Parce que deux systèmes fonctionnent en même temps et répondent à des questions différentes. Le régulateur demande si la radio peut légalement émettre dans un pays donné : bonne bande, bonne puissance, pas de nuisance aux autres usagers. Cette question est tranchée une fois par marché par une autorité publique, au titre de la RED en Europe ou de la partie FCC applicable aux États-Unis. Les alliances industrielles posent une autre question : ce produit interopère-t-il réellement avec le reste de l'écosystème, et peut-il donc en porter le nom. Le Bluetooth SIG, la Wi-Fi Alliance, la Connectivity Standards Alliance et les autres existent pour répondre à la seconde, et détiennent les marques qui rendent la réponse commercialement décisive.
La certification par une alliance est-elle légalement obligatoire ?
Non, et la distinction est réelle : aucun État n'exige une qualification Bluetooth ni une inscription Wi-Fi CERTIFIED. Ce qui la rend incontournable relève du droit des marques et non du droit des produits. Les mots Bluetooth et Wi-Fi, ainsi que leurs logos, sont des marques protégées. Les employer sur un produit, son emballage, sa notice ou sa page web sans licence constitue une contrefaçon, et la licence est conditionnée à l'achèvement du programme. Un fabricant reste donc libre de commercialiser une radio 2,4 GHz non certifiée, et libre de la décrire en termes génériques uniquement. En pratique, distributeurs, revendeurs et opérateurs inscrivent la certification dans leurs cahiers des charges, ce qui referme l'espace restant.
Par laquelle faut-il commencer ?
Par la réglementaire, dans presque tous les cas. C'est celle qui peut interdire purement et simplement la vente, elle présente généralement les délais les plus longs car elle peut mobiliser un organisme notifié ou un laboratoire étranger, et ses rapports d'essai alimentent souvent le dossier déposé auprès de l'alliance. Les programmes d'alliance supposent par ailleurs une conception stable et quasi finale, alors que la pré-conformité réglementaire est utile bien plus tôt. L'exception concerne les programmes qui contraignent le matériel lui-même, par exemple un composant, un module ou un élément de sécurité imposé : cette contrainte doit être connue dès la conception même si la certification vient ensuite.

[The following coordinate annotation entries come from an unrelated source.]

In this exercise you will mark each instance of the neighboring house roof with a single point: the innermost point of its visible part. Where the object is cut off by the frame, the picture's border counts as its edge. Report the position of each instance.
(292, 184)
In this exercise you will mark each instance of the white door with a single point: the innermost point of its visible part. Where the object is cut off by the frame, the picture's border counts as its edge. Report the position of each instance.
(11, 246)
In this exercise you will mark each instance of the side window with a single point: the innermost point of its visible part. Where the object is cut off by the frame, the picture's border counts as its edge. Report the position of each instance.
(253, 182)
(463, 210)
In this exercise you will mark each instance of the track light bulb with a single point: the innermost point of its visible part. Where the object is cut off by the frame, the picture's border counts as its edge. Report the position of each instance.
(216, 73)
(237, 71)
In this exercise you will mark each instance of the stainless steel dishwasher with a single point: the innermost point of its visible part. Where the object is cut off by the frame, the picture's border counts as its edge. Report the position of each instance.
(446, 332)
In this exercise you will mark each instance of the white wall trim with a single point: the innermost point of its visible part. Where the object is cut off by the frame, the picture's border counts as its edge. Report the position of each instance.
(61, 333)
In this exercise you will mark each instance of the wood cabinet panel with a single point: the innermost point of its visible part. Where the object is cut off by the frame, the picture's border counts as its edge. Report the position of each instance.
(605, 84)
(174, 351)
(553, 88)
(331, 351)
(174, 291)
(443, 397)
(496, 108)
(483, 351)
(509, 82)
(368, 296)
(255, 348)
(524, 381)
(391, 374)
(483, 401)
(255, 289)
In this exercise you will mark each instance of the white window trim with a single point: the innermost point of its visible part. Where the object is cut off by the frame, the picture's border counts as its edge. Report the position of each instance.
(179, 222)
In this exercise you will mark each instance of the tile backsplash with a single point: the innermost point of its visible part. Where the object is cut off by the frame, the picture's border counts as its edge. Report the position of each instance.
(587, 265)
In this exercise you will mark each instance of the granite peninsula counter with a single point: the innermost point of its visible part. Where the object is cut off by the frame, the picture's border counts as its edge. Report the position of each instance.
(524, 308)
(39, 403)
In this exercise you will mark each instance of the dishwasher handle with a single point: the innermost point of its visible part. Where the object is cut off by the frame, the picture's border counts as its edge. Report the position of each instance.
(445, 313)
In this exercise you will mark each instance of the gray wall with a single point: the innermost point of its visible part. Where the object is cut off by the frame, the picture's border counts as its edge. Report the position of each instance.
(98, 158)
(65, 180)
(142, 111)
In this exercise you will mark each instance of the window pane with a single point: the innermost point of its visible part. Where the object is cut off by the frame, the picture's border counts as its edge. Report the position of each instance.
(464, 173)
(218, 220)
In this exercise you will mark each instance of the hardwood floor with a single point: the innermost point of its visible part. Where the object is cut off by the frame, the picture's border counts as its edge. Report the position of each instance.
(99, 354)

Un module pré-certifié dispense-t-il des deux ?
Il réduit le travail des deux côtés mais n'en supprime aucun. Un module porteur de son propre agrément réglementaire peut permettre au produit fini d'en hériter, sous conditions strictes d'antenne, de firmware et d'intégration, et c'est précisément là que naissent la plupart des litiges. Côté alliance, plusieurs programmes admettent qu'une conception ou un composant déjà qualifié soit référencé plutôt que réessayé, mais le produit fini doit encore être déclaré, listé et licencié sous le compte du fabricant avant tout usage de la marque. Hériter de l'agrément radio d'un module n'a jamais fait hériter du droit d'imprimer un logo.

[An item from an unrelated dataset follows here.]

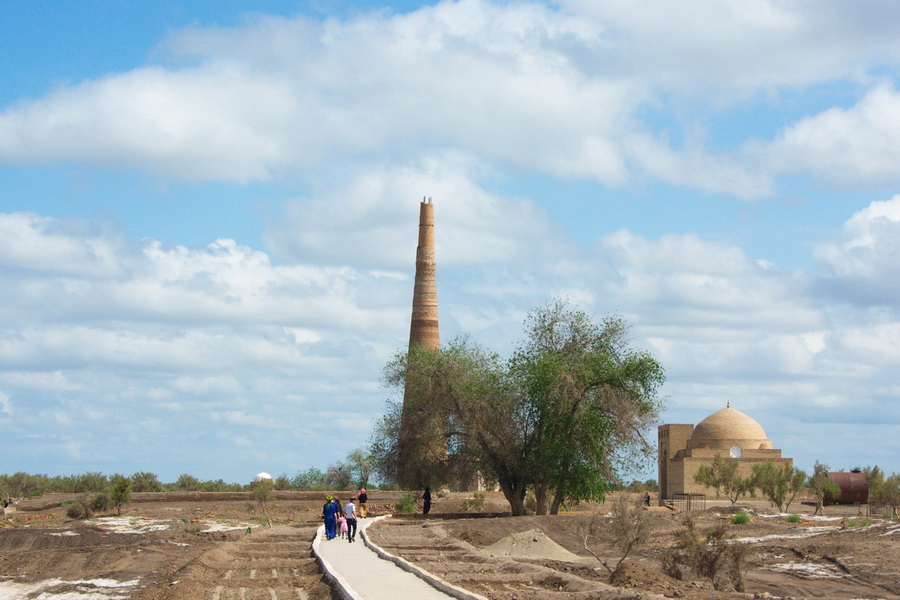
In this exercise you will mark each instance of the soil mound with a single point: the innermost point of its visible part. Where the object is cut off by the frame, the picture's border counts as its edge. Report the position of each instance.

Où se situent les programmes opérateurs comme PTCRB et GCF ?
Ils constituent une troisième couche, applicable aux produits cellulaires et pilotée par les opérateurs de réseau plutôt que par les régulateurs ou les alliances technologiques. La préoccupation d'un opérateur est de savoir si l'appareil se comportera correctement sur un réseau vivant : les essais portent donc sur la conformité protocolaire et l'interaction réseau, non sur la légalité spectrale ni sur l'éligibilité à un logo. Un produit cellulaire cumule donc couramment les trois : agrément réglementaire par marché, certification cellulaire par PTCRB ou GCF, et souvent l'acceptation propre d'un opérateur en plus.